The situation in Georgia was marked with almost daily skirmishes and fights around Atlanta; and President Jefferson Davis was concerned with personality conflicts going on in Georgia between the commander of the Army of Tennessee, Gen. John Hood, and one of his corps commanders, Lt. Gen. William Hardee.

The cavalry under Maj. Gen. Joseph Wheeler began a series of raids against Federal rail lines and other communications in north Georgia and east Tennessee. Off the coast of Sandy Hook, N.J., the Confederate raider CSS Tallahassee took seven Union ships as prizes of war.

From Richmond, President Davis wrote to General Robert E. Lee at Petersburg about obtaining an adequate supply of soap for the army. The president also said, “it is thought idle to attack your entrenchments, but feasible to starve you out.”

In the Shenandoah Valley, Gen. Early’s troops headed south toward Winchester, followed from a distance by the leading elements of Gen.
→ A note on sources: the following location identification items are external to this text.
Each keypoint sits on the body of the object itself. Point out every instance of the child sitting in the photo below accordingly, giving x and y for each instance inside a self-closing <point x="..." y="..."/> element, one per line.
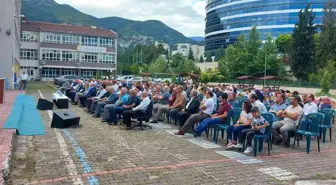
<point x="259" y="125"/>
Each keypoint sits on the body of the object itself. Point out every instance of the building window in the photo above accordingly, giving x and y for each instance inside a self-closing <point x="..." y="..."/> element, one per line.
<point x="72" y="56"/>
<point x="28" y="54"/>
<point x="71" y="72"/>
<point x="27" y="36"/>
<point x="52" y="38"/>
<point x="50" y="72"/>
<point x="89" y="57"/>
<point x="70" y="39"/>
<point x="107" y="58"/>
<point x="48" y="54"/>
<point x="106" y="42"/>
<point x="88" y="73"/>
<point x="89" y="41"/>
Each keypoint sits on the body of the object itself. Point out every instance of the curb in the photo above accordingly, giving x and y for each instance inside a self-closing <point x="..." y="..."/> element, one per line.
<point x="7" y="138"/>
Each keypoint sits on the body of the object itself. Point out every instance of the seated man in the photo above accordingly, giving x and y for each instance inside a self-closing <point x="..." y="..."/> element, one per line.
<point x="110" y="100"/>
<point x="291" y="117"/>
<point x="206" y="111"/>
<point x="80" y="89"/>
<point x="309" y="107"/>
<point x="218" y="118"/>
<point x="179" y="103"/>
<point x="256" y="102"/>
<point x="279" y="105"/>
<point x="65" y="87"/>
<point x="128" y="114"/>
<point x="79" y="94"/>
<point x="191" y="108"/>
<point x="92" y="92"/>
<point x="123" y="98"/>
<point x="114" y="111"/>
<point x="94" y="103"/>
<point x="163" y="106"/>
<point x="101" y="94"/>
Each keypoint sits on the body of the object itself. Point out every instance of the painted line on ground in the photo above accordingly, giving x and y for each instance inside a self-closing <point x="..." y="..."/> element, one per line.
<point x="278" y="173"/>
<point x="204" y="143"/>
<point x="79" y="152"/>
<point x="241" y="158"/>
<point x="155" y="168"/>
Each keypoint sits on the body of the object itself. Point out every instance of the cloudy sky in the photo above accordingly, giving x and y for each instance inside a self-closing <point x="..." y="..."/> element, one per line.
<point x="186" y="16"/>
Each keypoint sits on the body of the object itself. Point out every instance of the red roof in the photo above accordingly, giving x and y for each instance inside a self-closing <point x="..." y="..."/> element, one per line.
<point x="65" y="28"/>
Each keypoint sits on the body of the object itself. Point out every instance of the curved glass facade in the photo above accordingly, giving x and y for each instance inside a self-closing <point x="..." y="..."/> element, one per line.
<point x="227" y="19"/>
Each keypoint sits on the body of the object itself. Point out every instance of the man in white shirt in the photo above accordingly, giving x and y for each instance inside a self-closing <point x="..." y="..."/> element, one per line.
<point x="291" y="117"/>
<point x="256" y="102"/>
<point x="24" y="78"/>
<point x="142" y="107"/>
<point x="206" y="111"/>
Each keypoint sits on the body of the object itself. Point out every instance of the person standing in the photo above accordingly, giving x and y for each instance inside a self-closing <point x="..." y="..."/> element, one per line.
<point x="24" y="78"/>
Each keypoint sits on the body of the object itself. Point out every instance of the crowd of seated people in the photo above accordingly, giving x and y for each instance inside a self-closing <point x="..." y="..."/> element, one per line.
<point x="194" y="109"/>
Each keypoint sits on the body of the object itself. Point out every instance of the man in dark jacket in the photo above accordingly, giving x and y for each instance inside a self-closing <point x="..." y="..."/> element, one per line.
<point x="79" y="89"/>
<point x="191" y="108"/>
<point x="92" y="92"/>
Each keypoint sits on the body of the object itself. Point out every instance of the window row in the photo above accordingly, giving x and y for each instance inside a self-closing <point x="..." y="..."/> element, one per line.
<point x="74" y="56"/>
<point x="78" y="40"/>
<point x="27" y="36"/>
<point x="85" y="73"/>
<point x="28" y="54"/>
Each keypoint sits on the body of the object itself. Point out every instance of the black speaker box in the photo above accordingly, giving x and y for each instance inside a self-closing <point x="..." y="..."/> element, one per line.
<point x="62" y="103"/>
<point x="44" y="104"/>
<point x="64" y="119"/>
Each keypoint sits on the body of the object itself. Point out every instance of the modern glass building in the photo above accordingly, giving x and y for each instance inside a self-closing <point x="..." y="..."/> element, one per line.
<point x="227" y="19"/>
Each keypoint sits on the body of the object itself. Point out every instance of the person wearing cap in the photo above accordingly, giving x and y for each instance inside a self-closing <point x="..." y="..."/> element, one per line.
<point x="256" y="102"/>
<point x="218" y="118"/>
<point x="291" y="117"/>
<point x="206" y="111"/>
<point x="259" y="125"/>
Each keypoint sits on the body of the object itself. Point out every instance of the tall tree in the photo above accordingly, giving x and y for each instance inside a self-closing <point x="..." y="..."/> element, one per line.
<point x="284" y="44"/>
<point x="208" y="57"/>
<point x="303" y="52"/>
<point x="220" y="53"/>
<point x="201" y="59"/>
<point x="191" y="55"/>
<point x="159" y="66"/>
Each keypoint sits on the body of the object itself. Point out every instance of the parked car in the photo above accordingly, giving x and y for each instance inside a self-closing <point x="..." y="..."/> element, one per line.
<point x="70" y="78"/>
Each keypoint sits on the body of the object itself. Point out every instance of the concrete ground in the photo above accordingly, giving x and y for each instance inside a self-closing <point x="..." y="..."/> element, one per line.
<point x="100" y="154"/>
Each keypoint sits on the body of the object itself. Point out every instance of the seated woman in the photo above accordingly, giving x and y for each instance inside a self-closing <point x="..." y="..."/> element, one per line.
<point x="218" y="118"/>
<point x="243" y="123"/>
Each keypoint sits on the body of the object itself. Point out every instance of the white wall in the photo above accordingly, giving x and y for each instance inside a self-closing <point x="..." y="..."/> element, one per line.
<point x="9" y="38"/>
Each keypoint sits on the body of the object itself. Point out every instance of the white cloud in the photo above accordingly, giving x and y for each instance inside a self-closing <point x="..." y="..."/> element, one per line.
<point x="185" y="16"/>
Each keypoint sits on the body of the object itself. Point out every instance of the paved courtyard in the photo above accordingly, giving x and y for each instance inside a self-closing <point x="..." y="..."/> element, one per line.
<point x="100" y="154"/>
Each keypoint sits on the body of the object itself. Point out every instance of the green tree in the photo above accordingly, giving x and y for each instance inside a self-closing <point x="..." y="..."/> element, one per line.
<point x="191" y="55"/>
<point x="325" y="76"/>
<point x="161" y="49"/>
<point x="201" y="59"/>
<point x="159" y="66"/>
<point x="208" y="57"/>
<point x="284" y="44"/>
<point x="303" y="52"/>
<point x="220" y="53"/>
<point x="254" y="42"/>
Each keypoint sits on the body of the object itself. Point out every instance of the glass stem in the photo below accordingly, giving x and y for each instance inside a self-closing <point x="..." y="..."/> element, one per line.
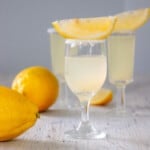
<point x="85" y="111"/>
<point x="121" y="101"/>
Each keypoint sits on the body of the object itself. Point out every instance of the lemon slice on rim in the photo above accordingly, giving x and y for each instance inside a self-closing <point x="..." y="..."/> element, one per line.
<point x="103" y="97"/>
<point x="85" y="28"/>
<point x="131" y="20"/>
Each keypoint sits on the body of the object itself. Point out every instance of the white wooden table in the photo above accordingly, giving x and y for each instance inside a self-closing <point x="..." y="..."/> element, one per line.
<point x="126" y="133"/>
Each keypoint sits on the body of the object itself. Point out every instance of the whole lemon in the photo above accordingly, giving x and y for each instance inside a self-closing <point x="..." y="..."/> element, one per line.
<point x="17" y="114"/>
<point x="38" y="84"/>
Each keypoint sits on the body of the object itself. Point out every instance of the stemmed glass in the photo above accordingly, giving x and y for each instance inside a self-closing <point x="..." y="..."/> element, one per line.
<point x="85" y="73"/>
<point x="57" y="52"/>
<point x="121" y="48"/>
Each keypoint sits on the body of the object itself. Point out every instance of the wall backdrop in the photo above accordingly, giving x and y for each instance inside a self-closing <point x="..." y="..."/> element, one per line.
<point x="24" y="40"/>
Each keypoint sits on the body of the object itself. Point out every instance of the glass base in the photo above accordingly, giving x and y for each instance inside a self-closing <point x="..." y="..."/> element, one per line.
<point x="85" y="131"/>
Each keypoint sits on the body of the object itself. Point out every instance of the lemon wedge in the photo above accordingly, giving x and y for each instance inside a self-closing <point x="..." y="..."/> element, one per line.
<point x="131" y="20"/>
<point x="103" y="97"/>
<point x="85" y="28"/>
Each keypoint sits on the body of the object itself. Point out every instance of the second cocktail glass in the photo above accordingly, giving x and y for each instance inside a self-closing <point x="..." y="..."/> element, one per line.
<point x="121" y="47"/>
<point x="85" y="73"/>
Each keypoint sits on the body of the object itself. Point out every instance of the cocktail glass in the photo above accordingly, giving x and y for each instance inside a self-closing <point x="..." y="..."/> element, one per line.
<point x="57" y="50"/>
<point x="121" y="47"/>
<point x="85" y="73"/>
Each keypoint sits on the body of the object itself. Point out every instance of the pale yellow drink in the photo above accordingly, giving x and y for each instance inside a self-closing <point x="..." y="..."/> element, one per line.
<point x="57" y="49"/>
<point x="85" y="74"/>
<point x="121" y="57"/>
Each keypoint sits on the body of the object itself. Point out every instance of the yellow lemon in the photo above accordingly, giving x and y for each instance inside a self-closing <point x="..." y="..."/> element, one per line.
<point x="131" y="20"/>
<point x="38" y="84"/>
<point x="103" y="97"/>
<point x="85" y="28"/>
<point x="17" y="114"/>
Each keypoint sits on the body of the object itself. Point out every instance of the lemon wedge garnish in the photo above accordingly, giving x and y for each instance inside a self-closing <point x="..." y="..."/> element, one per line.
<point x="102" y="97"/>
<point x="85" y="28"/>
<point x="131" y="20"/>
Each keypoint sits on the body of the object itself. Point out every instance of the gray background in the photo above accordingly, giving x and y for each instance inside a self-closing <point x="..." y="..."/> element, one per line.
<point x="24" y="40"/>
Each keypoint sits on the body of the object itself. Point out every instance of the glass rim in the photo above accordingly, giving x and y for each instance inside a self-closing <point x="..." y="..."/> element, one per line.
<point x="79" y="41"/>
<point x="51" y="30"/>
<point x="123" y="33"/>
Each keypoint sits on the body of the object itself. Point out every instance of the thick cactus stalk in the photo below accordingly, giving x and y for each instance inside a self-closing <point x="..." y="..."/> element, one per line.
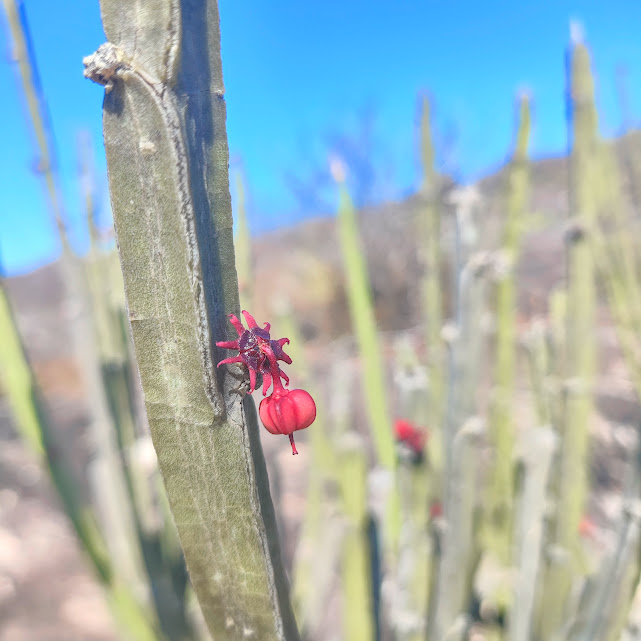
<point x="430" y="235"/>
<point x="317" y="542"/>
<point x="242" y="245"/>
<point x="167" y="155"/>
<point x="499" y="508"/>
<point x="580" y="344"/>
Sheridan’s army. There was a brief skirmish south of Winchester at Cedar Creek as the two armies tested the strengths and weaknesses of the other. Alarm spread along the mid-Atlantic and New England coasts when the CSS Tallahassee attacked and took six more Union vessels off New York.

In Washington, a number of politicians including Thurlow Weed of New York told President Lincoln that he was in danger of being defeated in the elections in November. It was even whispered that Gen. Grant might be induced to become a candidate for president.

Gen. Early’s forces were along Cedar Creek and the area south and east of Winchester. There was some fighting on Saturday, Aug. 13, when Gen. Sheridan’s troops met stiffening Confederate resistance near Berryville and near Strasburg.

At mid-month, fighting by Union forces against Indians and Indian depredations occurred near Sand Creek and near Fort Garland in the Colorado Territory, near the San Andreas Mountains in the New Mexico Territory and in the Nebraska Territory.